The Vortex is clearly visible in the Animation above. The Vortex aids in keeping flow attached, and increases the Diffuser Angle achieved before Flow Separation begins. This flow will change drastically as I add in more F1 features such as a Rear Wing, Front Wing, and Wheels etc. But as I have said, we are starting from the beginning in this series of articles since others have already designed a full F1 car and run CFD on them.
It was shown that optimal Lift to Drag Ratio was at a Diffuser Angle of around 10 degrees. In future articles this may change as I vary parameters such as Ride Height. It was also observed that the highest Downforce generated was at a Diffuser Angle of 12 degrees for this given Blunt Body.

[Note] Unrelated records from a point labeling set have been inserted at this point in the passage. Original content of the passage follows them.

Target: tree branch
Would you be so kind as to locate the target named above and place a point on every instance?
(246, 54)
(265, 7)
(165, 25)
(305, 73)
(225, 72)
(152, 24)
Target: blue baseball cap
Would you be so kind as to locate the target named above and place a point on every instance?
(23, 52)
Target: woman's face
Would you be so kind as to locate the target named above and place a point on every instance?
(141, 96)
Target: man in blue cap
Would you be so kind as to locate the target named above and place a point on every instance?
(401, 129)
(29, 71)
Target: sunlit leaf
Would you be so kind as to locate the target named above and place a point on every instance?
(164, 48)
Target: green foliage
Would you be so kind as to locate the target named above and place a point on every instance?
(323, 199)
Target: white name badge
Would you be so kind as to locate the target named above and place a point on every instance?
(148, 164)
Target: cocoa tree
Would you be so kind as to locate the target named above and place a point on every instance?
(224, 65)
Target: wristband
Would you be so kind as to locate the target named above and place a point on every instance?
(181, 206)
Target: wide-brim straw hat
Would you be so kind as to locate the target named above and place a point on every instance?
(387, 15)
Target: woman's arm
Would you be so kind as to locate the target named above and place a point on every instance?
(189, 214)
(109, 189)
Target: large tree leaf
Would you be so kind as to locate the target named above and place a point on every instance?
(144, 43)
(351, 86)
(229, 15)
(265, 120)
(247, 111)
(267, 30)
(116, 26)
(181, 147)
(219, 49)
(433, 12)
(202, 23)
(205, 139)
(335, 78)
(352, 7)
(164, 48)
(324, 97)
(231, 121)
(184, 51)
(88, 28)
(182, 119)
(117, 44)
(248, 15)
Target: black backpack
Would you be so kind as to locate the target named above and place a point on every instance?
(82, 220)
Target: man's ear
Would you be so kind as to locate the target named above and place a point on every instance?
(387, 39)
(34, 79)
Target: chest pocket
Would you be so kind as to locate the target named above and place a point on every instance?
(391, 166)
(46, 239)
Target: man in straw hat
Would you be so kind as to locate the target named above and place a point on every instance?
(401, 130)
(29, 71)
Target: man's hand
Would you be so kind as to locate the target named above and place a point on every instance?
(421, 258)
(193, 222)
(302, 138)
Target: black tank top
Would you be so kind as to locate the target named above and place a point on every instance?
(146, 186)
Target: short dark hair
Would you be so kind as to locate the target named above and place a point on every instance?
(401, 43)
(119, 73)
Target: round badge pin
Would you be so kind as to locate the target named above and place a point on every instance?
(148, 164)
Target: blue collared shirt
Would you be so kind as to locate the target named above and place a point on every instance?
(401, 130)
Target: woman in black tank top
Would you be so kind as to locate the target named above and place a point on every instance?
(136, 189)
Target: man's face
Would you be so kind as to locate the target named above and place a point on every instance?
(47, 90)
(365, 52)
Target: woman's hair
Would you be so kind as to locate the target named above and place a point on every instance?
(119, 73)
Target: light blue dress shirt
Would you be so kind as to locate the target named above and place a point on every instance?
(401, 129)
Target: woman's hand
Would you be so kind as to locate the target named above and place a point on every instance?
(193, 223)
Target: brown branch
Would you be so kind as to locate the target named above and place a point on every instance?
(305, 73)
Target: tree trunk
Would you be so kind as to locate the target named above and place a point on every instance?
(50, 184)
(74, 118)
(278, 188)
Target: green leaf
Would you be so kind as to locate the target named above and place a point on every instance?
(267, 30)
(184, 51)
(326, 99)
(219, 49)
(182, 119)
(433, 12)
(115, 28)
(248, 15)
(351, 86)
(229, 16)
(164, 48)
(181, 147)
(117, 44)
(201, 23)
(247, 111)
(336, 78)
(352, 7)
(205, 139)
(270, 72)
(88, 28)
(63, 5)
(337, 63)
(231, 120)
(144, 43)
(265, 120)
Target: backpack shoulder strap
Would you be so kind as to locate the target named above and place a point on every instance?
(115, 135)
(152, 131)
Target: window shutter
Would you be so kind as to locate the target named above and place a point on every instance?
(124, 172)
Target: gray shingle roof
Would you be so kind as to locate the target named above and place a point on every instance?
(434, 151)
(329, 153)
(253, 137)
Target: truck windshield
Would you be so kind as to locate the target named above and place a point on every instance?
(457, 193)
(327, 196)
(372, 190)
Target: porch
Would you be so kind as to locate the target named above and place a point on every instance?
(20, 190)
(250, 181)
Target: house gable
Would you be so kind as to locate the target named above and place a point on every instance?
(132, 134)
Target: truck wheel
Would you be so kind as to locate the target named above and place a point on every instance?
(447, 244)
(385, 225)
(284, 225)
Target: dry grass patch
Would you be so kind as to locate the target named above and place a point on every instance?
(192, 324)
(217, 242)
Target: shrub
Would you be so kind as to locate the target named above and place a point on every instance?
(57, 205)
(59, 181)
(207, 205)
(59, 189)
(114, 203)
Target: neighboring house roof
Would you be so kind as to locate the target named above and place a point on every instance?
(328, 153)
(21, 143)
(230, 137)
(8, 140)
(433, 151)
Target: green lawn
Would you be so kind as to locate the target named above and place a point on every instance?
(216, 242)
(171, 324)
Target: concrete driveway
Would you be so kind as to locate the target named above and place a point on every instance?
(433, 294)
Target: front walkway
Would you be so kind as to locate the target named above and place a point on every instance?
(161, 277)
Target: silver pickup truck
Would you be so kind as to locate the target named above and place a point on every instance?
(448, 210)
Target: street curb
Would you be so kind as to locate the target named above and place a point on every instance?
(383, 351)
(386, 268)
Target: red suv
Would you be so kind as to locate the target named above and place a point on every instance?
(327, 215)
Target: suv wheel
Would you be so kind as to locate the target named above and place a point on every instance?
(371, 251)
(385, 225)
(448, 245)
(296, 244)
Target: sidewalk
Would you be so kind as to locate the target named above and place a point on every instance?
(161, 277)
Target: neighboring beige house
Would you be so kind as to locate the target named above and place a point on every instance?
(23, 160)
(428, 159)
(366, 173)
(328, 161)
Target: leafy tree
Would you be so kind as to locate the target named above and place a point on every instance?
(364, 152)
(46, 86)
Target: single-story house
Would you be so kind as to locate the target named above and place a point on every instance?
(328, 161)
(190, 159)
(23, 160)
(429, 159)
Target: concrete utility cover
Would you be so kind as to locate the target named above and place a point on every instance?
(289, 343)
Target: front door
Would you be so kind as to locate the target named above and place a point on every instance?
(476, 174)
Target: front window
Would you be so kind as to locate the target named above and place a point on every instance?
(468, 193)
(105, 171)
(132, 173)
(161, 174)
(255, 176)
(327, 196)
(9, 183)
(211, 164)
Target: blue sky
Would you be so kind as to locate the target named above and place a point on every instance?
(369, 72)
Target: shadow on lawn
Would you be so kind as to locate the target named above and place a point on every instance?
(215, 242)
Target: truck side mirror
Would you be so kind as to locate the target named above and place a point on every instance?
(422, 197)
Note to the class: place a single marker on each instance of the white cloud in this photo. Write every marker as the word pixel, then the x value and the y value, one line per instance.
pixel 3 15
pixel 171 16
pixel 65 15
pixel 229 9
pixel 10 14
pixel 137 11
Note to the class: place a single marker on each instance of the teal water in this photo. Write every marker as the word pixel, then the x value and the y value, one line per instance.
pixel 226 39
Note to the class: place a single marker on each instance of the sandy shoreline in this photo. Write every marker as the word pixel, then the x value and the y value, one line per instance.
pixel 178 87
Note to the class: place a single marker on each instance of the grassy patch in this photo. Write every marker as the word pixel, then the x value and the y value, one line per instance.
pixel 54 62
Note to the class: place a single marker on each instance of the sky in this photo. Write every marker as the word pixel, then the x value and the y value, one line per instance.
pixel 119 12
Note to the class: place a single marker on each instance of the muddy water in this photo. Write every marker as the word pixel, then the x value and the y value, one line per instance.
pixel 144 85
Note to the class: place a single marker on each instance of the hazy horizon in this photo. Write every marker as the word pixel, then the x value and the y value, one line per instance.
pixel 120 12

Diffuser Area Ratio is a value looked at by my references. I can't get my hands on their data relating to Area Ratio, so I figured I could post mine here since I couldn't find this type of data anywhere else. Keep in mind, the above chart has not been validated, just simply generated. If you would like a more in depth explanation of Area Ratio as it relates to F1 Diffusers, let me know.
Meaningful results were achieved through a substandard (by todays standards) laptop. For the given geometry it was found that the most efficient Downforce in terms of L/D were at a Diffuser Angle of 10 degrees, while the maximum Downforce generated was at a Diffuser Angle of 12 degrees. Convergence and mesh size were an issue, but not insurmountable.
In the future, tests should be completed to see the performance of the Bluff Body when changing Ride Height, Rake Angle, and Geometry.